Seminar paper from the year 2014 in the subject Business economics - Business Management, Corporate Governance, grade: 1,7, Munich Business School University of Applied Sciences, language: English, abstract: Particularly in the last decades the awareness of companies themselves and the public for good corporate governance increased dramatically. “Corporate governance is set to be the primary focus for the 21st” century. Most of the advanced economies have released new corporate governance rules and codes or company laws, especially as a result of the financial crisis in 2007 and the breakdown of several big companies worldwide. In Australia attention to corporate governance has grown after the „major corporate collapses and scandals of 2001 and 2002“, which included „five publicly traded (…) companies (...) [such as the] telecom company (One.Tel)“.

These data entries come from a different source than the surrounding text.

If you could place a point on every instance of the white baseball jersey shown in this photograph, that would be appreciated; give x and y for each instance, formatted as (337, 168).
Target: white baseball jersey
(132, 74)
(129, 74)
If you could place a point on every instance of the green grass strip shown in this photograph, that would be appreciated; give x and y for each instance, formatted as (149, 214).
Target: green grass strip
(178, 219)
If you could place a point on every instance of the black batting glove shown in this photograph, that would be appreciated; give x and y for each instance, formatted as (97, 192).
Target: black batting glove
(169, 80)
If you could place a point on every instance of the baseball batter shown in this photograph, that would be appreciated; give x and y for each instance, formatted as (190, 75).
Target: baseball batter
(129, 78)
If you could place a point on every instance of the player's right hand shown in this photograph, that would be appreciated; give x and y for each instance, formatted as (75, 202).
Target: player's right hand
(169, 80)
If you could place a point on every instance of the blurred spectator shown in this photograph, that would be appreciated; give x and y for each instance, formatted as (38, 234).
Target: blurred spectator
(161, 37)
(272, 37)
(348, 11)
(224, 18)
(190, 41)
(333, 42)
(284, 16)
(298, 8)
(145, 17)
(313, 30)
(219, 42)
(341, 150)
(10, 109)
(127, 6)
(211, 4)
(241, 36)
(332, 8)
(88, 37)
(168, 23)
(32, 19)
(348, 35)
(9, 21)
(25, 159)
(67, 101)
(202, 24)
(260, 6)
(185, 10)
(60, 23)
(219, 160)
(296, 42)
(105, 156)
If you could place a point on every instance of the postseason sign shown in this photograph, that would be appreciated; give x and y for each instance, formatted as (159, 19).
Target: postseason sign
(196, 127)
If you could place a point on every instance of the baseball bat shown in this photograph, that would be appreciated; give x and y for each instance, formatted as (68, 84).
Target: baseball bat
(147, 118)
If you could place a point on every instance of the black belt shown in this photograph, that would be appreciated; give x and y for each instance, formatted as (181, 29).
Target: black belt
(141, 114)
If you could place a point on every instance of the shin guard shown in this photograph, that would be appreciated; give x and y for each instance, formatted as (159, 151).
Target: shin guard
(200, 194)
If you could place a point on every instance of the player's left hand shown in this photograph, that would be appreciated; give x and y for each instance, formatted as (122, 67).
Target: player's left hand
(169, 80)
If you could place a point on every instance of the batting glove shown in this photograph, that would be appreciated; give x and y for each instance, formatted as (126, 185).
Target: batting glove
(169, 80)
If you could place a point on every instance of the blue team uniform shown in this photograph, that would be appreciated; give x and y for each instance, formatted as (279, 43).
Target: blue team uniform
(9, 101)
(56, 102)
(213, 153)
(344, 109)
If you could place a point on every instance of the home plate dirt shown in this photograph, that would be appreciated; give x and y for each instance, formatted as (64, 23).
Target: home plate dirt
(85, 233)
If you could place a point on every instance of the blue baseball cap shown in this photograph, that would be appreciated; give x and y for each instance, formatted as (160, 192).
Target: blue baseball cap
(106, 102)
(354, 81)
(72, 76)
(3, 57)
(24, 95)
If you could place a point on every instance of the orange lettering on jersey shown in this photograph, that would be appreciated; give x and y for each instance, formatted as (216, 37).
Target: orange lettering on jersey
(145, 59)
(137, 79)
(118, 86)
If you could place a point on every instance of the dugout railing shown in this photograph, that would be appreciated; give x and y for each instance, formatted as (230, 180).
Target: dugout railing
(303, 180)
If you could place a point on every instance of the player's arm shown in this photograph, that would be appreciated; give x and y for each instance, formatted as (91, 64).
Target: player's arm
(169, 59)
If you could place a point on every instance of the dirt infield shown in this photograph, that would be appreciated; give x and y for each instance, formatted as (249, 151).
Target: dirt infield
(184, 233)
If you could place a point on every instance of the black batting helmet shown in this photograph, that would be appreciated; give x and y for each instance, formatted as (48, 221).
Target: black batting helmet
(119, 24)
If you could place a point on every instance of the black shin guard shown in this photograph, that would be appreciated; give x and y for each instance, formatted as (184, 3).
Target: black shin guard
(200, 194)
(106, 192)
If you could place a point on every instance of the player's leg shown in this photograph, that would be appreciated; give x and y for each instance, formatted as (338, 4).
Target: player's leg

One.Tel ran out of money and collapsed in 2001. The company could not be revived, all assets were sold and the workers laid off. It has once been the fourth largest telecom company in Australia. The collapse of the Australian company is „associated with serious deficiencies in its corporate governance, including weaknesses in internal control, (…) management communication with the board, and poor executive pay-to-performance link.“
In the first part, this paper will provide you with background information on the terms corporate governance and corporate control. The second part outlines corporate control in Australia by elaborating on the market for corporate control, monitoring by shareholders, monitoring by non-executives and renumeration.